Whether you are planning on lacing up for the local 4th of July 5K, or have your sights set on a more distant fall race, training in the heat can be difficult. It can also leave the woefully unprepared feeling lethargic for the rest of the day. A little bit of preparation, and perhaps some guidance with these 5 simple tips can help you survive training during the dog days of summer.
Try to get your run in before the sun is too high in the sky, or after it starts to go down. If you cannot regularly log early or late miles, at least aim to do so on key workout days. You’ll be able to run a little more efficiently when you are not battling the midday sun. As a bonus, you will also minimize dangerous UV exposure. If you cannot avoid the midday runs, try to get off the asphalt or concrete and find some shade in order to stay a couple of degrees cooler.

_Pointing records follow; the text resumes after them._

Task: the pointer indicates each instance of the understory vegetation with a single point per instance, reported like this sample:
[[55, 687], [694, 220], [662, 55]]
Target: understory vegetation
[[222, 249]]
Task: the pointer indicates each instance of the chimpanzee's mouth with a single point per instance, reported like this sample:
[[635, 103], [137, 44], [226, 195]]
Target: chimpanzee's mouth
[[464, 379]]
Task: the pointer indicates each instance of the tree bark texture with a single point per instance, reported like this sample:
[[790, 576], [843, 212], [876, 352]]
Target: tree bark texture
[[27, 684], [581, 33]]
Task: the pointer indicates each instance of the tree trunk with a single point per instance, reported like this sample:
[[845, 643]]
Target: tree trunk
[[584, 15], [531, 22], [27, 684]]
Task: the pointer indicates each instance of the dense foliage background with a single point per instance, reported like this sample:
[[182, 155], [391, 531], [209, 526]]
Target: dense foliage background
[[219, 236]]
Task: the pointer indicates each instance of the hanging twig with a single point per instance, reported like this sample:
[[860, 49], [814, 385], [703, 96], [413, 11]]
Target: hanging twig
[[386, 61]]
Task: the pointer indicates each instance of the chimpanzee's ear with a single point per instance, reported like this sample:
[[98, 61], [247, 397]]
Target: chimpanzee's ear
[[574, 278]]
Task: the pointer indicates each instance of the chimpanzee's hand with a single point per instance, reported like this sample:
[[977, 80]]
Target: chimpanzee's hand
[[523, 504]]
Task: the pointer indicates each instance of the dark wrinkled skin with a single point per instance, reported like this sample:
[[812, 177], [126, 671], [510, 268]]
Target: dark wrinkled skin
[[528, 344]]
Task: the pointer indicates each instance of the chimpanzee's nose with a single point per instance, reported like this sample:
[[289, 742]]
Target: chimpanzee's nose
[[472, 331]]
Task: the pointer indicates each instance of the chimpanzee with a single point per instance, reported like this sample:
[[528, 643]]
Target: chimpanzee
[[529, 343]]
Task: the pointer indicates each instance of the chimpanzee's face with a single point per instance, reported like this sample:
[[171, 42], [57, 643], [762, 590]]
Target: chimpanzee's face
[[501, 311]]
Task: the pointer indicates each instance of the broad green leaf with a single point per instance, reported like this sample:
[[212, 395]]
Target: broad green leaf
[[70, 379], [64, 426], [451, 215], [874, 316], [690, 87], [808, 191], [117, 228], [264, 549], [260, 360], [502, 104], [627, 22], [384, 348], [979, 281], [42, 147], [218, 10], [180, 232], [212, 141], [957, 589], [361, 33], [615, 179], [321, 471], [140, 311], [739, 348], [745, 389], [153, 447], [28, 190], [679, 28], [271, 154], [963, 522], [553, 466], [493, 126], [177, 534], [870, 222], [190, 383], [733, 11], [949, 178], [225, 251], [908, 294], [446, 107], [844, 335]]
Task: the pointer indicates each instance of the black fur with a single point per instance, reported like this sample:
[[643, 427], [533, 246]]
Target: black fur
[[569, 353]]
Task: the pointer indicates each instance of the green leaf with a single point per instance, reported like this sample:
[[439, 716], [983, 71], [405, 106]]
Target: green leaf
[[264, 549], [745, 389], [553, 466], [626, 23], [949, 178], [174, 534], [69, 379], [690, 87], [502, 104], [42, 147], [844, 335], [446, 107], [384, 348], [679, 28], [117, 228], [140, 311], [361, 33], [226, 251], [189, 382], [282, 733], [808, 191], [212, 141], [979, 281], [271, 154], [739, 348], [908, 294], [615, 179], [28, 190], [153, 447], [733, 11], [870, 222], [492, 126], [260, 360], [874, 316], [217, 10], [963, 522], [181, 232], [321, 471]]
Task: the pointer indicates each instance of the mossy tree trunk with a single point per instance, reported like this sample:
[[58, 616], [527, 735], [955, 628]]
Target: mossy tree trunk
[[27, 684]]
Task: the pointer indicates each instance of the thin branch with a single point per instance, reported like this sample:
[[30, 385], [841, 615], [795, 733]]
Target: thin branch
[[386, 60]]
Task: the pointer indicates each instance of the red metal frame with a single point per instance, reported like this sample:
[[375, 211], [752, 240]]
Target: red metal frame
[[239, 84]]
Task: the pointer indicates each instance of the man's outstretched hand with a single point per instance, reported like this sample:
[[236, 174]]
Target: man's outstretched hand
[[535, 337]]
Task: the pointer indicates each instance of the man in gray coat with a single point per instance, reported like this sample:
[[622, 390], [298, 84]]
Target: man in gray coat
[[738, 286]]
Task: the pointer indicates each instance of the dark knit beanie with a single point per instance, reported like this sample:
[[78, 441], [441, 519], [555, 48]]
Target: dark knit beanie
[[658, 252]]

Hydrate, then hydrate more.
Whether you are logging pre-dawn miles or lunch miles, make sure you hydrate throughout the day as well as during your run. Be sure to replace electrolytes that are lost through your sweat as well. If you are running more than an hour in the heat you may want to consider adding electrolyte tabs such as Hammer Fizz, or Nuun to your water. To squeeze in extra hydration during the day, try carrying a water bottle at work, and drink a glass of water as you start getting ready for your run.
Take it easy.
As the temperature rises it requires more effort to run the same pace that you easily have been running all winter. You are not imagining it, and you are not losing fitness. In the summer, when the difference between you (98.6 degrees Fahrenheit) and the outside temperature is small, your heart is already working hard to drive evaporative cooling mechanisms. So when you start running, you’ll hit your aerobic heart rate zone at a pace that may be slower than what you would normally experience. Listen to your body, and slow down! As a benefit, you might notice some trail critters or other details that you regularly overlook at your normal trail blazing speed.
Dress for success.
Choose lightweight, light colored, and loose fitting fabrics that will not trap the heat your body is trying to expel. Many top running apparel brands sell fabrics that are actually engineered to keep you slightly cooler in the summer sun. Don’t forget to wear a hat, sunscreen, and body lubricant to prevent chafing once the sweating starts.
Take care of your feet!
Painful blisters will end your summer running before it even gets started. Choosing the right fabric of sock is just as important as the right singlet. Taking a lesson from thru hikers and backpackers, I suggest Merino wool running socks for the hottest and longest days. Merino wool is one of the most efficient fabrics for temperature regulation and will do the best job of keeping your feet from getting soggy on a hot and muggy long run. If you don’t trust me on the Merino route, at least stay with a thin, high quality blended running sock and run from 100% cotton socks.
A smart approach to running in the heat will keep you logging miles all summer long and will pay dividends once the cooler fall temps arrive. See you on the trails!